Many of the protesters who took offense to the comments on the wall were from the Queer Student Union.
“These comments are toxic to the people affected,” Matt Klepfer, president of Cal Poly’s QSU, told the Tribune. “We’re encouraging people not to be silent about expressing their feelings.”
Cal Poly College Republicans President Paul Sullivan told the Tribune, “We don’t condone it but respect their right to say it, even though it’s crazy.”
“These comments are toxic to the people affected. We’re encouraging people not to be silent about expressing their feelings.”
Matt Klepfer, president of Cal Poly’s QSU
Last night more than 100 students, faculty and staff gathered on Dexter Lawn to stand in solidarity in response to written comments and drawings on a student club sponsored free speech wall. Some of the written comments and drawings were hurtful and mean spirited towards members of the Cal Poly community.
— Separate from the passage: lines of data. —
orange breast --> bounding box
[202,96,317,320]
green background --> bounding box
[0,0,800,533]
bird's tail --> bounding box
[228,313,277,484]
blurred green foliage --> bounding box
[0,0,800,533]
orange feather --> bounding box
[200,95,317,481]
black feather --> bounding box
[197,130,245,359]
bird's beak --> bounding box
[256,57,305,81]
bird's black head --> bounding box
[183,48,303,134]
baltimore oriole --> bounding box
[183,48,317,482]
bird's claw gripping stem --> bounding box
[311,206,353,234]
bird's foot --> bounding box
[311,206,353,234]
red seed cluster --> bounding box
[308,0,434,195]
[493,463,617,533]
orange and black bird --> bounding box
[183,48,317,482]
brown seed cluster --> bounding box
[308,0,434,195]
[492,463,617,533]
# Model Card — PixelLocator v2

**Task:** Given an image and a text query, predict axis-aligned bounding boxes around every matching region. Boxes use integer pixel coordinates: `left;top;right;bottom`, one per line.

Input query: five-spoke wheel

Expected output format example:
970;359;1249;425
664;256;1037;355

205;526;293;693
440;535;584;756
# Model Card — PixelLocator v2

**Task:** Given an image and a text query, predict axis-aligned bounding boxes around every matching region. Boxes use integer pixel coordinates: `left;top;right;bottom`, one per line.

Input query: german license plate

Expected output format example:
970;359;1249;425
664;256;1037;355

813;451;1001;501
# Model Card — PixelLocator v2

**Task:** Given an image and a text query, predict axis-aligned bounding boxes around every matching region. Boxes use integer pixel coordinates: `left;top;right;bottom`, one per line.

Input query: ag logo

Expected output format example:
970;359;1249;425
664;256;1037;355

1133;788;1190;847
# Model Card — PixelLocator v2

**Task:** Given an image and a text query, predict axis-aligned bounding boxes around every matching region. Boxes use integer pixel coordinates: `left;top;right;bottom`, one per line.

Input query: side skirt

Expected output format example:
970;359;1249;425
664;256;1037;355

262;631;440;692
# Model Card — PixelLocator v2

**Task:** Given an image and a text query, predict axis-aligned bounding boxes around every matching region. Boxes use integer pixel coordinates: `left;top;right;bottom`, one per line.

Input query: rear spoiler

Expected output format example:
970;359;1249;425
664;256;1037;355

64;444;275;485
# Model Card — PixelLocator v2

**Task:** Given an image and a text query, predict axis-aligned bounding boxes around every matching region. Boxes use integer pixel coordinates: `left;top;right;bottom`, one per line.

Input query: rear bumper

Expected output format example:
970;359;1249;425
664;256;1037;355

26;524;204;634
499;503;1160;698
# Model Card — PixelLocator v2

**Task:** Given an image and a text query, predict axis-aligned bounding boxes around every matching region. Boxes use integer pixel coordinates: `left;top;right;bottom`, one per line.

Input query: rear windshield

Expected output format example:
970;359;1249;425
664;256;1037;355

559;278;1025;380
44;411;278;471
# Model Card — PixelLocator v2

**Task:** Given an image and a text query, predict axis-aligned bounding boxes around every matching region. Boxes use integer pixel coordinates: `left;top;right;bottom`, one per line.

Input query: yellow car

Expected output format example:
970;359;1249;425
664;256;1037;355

I stood with them and shared in the pain that these students feel when words are used to hurt.
While these words are protected speech under the First Amendment, we need to stand together as a community that cares about each other. Our students were clear that behavior that excludes others has no place at Cal Poly. I agree with them. Our President, Provost, Deans and other campus leaders agree with them. Fostering an inclusive campus climate is everyone’s responsibility. It’s my responsibility, it’s your responsibility. Every one of us is responsible.
Standing strong in response to hurtful and mean spirited behavior should not end at last night’s Dexter gathering. We must all continue to use our voices to ensure that Cal Poly is an inclusive place to live, learn and grow.
Our students talked about leading this change – which they should. They talked about starting small – in our clubs, organizations and living spaces – to continue last night’s discussion and transmit a higher level of expectation for inclusion in our community.
Cal Poly students are leaders who engage in the difficult conversations – respectfully – like they did last night. I want to encourage each of you to purposefully engage in these conversations with your fellow Mustangs. If you don’t find yourself in such a conversation soon, create one.